Sergei Rachmaninoff wrote his Symphony No. 2 in E Minor, op. 27 in 1906-1907 and dedicated the work to one of his teachers – Sergei Ivanovich Taneyev. Until then, the composer had already had two successful seasons as the conductor of the Imperial Opera on stage of the Moscow Bolshoi Theatre.  In 1906, together with his wife and daughters he moved to Dresden, where he could devote himself entirely to composing music, as well as to flee from deteriorating political situation which drove Russia towards revolution. The family remained in Dresden for three years and spent their summer vacations in the village of Ivanovka. It was in that period that Rachmaninov wrote not only his Second Symphony, but also the symphonic poem The Island of the Dead, as well as his first piano sonata.

In the aftermath of the failure of his first symphony, the composer had lost confidence that he was an able composer in the genre of symphony. The premiere of Symphony No. 1 under the baton of Alexander Glazunov drew such fierce criticisms that the young author lapsed into deep depression. Even after the success of his Second Piano Concerto, which won the Glinka Prize and earned him a 500 rouble profit in 1904, Rahmaninoff still could not regain faith in his abilities. He disliked the first draft of his Second Symphony, but nevertheless revised the work a few months later, and on 8 February 1908, under his direction, the symphony was first performed in St. Petersburg and less than a month later in Moscow.
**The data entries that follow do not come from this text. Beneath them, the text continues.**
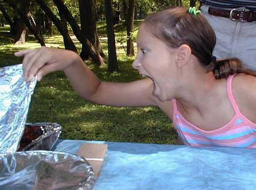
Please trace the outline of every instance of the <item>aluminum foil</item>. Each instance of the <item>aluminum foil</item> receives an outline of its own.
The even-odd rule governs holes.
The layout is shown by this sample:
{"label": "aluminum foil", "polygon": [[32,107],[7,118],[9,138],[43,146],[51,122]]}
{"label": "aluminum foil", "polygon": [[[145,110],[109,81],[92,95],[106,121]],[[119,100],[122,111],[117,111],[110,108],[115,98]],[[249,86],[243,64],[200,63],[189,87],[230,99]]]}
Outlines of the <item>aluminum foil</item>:
{"label": "aluminum foil", "polygon": [[24,81],[22,64],[0,68],[0,153],[17,150],[36,84]]}
{"label": "aluminum foil", "polygon": [[61,133],[57,123],[27,123],[18,150],[50,150]]}
{"label": "aluminum foil", "polygon": [[34,151],[0,154],[1,189],[91,189],[95,178],[82,157]]}

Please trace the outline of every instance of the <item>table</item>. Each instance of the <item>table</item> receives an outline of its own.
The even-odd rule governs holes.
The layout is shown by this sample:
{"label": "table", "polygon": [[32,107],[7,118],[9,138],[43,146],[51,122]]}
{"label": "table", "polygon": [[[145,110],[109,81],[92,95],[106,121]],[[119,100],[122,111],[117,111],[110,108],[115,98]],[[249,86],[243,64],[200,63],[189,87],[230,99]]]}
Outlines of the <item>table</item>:
{"label": "table", "polygon": [[256,149],[59,139],[52,150],[84,142],[108,144],[93,190],[256,189]]}

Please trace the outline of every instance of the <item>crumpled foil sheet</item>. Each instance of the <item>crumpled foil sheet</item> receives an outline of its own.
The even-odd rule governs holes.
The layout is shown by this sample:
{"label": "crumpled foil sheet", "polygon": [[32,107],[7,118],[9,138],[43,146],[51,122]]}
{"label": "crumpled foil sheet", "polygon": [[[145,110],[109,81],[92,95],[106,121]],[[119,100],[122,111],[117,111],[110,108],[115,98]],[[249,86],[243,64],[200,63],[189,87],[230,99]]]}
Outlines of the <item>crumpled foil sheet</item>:
{"label": "crumpled foil sheet", "polygon": [[57,123],[26,123],[18,151],[50,150],[61,133]]}
{"label": "crumpled foil sheet", "polygon": [[17,150],[36,84],[23,80],[22,64],[0,68],[0,153]]}
{"label": "crumpled foil sheet", "polygon": [[0,154],[1,189],[91,189],[91,166],[82,157],[33,151]]}

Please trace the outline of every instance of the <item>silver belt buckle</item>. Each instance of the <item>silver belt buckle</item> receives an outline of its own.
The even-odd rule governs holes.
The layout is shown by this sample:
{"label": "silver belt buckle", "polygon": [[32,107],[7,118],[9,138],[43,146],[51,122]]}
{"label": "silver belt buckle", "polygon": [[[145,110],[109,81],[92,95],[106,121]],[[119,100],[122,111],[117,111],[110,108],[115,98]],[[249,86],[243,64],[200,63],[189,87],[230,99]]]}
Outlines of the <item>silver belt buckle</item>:
{"label": "silver belt buckle", "polygon": [[[230,19],[232,20],[233,21],[241,21],[241,22],[244,22],[244,20],[243,19],[236,19],[233,18],[232,16],[232,13],[234,11],[238,11],[240,12],[245,12],[245,9],[242,8],[233,8],[230,11],[230,13],[229,14],[229,16],[230,18]],[[239,16],[239,15],[237,15],[237,16]]]}

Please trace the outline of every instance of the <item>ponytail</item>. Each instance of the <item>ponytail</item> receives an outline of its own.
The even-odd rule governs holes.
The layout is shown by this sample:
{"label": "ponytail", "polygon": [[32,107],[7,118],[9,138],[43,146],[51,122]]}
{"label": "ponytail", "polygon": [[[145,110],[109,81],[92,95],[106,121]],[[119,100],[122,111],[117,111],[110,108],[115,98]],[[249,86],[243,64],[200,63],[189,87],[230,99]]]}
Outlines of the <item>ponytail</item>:
{"label": "ponytail", "polygon": [[256,76],[256,71],[245,68],[243,63],[236,58],[219,59],[213,64],[213,72],[216,79],[227,79],[228,76],[235,73],[244,73]]}

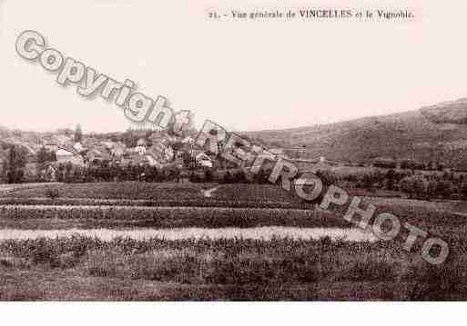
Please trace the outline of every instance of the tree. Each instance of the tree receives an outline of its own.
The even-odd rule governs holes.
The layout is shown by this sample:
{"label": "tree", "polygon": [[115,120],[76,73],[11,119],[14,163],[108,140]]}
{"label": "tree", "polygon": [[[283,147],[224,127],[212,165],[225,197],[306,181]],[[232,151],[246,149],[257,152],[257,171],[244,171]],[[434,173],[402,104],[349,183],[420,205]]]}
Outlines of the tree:
{"label": "tree", "polygon": [[6,182],[8,183],[20,183],[25,175],[24,168],[26,163],[25,150],[20,146],[12,145],[5,162]]}
{"label": "tree", "polygon": [[46,163],[47,162],[56,161],[56,153],[53,151],[48,151],[46,147],[42,147],[37,153],[37,163]]}
{"label": "tree", "polygon": [[81,130],[81,124],[76,124],[75,130],[75,143],[81,143],[83,141],[83,131]]}

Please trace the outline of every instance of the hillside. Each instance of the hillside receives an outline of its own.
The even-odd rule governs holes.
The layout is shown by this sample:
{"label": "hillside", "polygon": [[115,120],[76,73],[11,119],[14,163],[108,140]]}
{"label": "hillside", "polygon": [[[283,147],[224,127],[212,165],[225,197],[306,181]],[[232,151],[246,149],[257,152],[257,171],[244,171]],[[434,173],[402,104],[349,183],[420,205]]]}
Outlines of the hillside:
{"label": "hillside", "polygon": [[466,99],[401,114],[246,133],[286,148],[304,146],[310,158],[352,163],[411,158],[467,170]]}

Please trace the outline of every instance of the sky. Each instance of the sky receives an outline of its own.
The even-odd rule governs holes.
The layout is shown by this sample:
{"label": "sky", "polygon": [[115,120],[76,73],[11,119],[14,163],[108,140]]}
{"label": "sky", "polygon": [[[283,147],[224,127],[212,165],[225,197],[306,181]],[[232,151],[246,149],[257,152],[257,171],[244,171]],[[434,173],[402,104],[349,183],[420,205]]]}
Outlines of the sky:
{"label": "sky", "polygon": [[[410,22],[215,21],[208,12],[276,7],[411,8]],[[467,96],[467,3],[440,1],[0,0],[0,125],[123,131],[113,103],[15,52],[35,30],[46,45],[175,111],[231,131],[328,123]]]}

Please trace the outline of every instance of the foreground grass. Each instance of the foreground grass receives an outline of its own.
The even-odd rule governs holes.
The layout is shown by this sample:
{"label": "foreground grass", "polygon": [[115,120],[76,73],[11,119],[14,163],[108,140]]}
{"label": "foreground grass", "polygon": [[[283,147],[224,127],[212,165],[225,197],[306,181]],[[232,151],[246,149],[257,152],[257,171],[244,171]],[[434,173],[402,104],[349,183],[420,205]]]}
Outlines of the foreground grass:
{"label": "foreground grass", "polygon": [[465,253],[273,239],[0,243],[1,300],[465,300]]}

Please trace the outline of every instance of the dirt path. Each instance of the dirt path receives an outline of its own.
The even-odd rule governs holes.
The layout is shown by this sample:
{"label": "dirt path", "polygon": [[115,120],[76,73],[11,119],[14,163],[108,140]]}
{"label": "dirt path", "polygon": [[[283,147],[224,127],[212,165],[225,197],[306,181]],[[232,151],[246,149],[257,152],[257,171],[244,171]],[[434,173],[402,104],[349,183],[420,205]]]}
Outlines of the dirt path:
{"label": "dirt path", "polygon": [[18,190],[46,187],[51,184],[62,184],[62,183],[1,183],[0,196],[10,194]]}

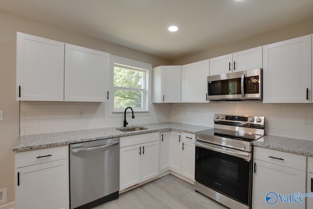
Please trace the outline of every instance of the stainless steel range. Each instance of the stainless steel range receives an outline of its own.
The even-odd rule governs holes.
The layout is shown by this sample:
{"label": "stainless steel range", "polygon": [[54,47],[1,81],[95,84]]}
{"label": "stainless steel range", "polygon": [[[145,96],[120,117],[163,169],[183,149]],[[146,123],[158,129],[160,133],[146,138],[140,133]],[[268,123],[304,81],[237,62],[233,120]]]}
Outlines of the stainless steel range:
{"label": "stainless steel range", "polygon": [[264,116],[214,115],[214,129],[196,133],[195,189],[232,209],[251,204],[252,142]]}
This Rachmaninoff symphony had enormous success. The reviewer from Russian Musical Gasette wrote: „The new Symphony is, above all, a personal, rachmaninovian, uninhibited insight into the inner world of man by a delicate and discerning artist who can think, feel and experience on his own. Here is Rachmaninoff, who already possesses a distinctly new face of his own in Russian art. An artist of amazing delicacy of concept, exquisiteness of taste, sophisticated imagination… with predisposition to elegiac moods…  The symphony is powerful both in its entirety and in the splendid abundance of detail. The sentiment and inspiration correspond to the mature artistic completeness of expression. The first and overall impression is that, with its poetic and artistic brilliance, the symphony arrests the attention from beginning to end, and for all the diversity of its expression and for the equilibrium of contrasts, it combines in itself the elements of the beautiful and the tragically unsightly”.

The triumph restored Rachmaninoff’s confidence in his own abilities. Subsequently he also wrote a Third Symphony (1936), as well as the famous Symphonic Dances, which saw the light of day three years before the composer’s death.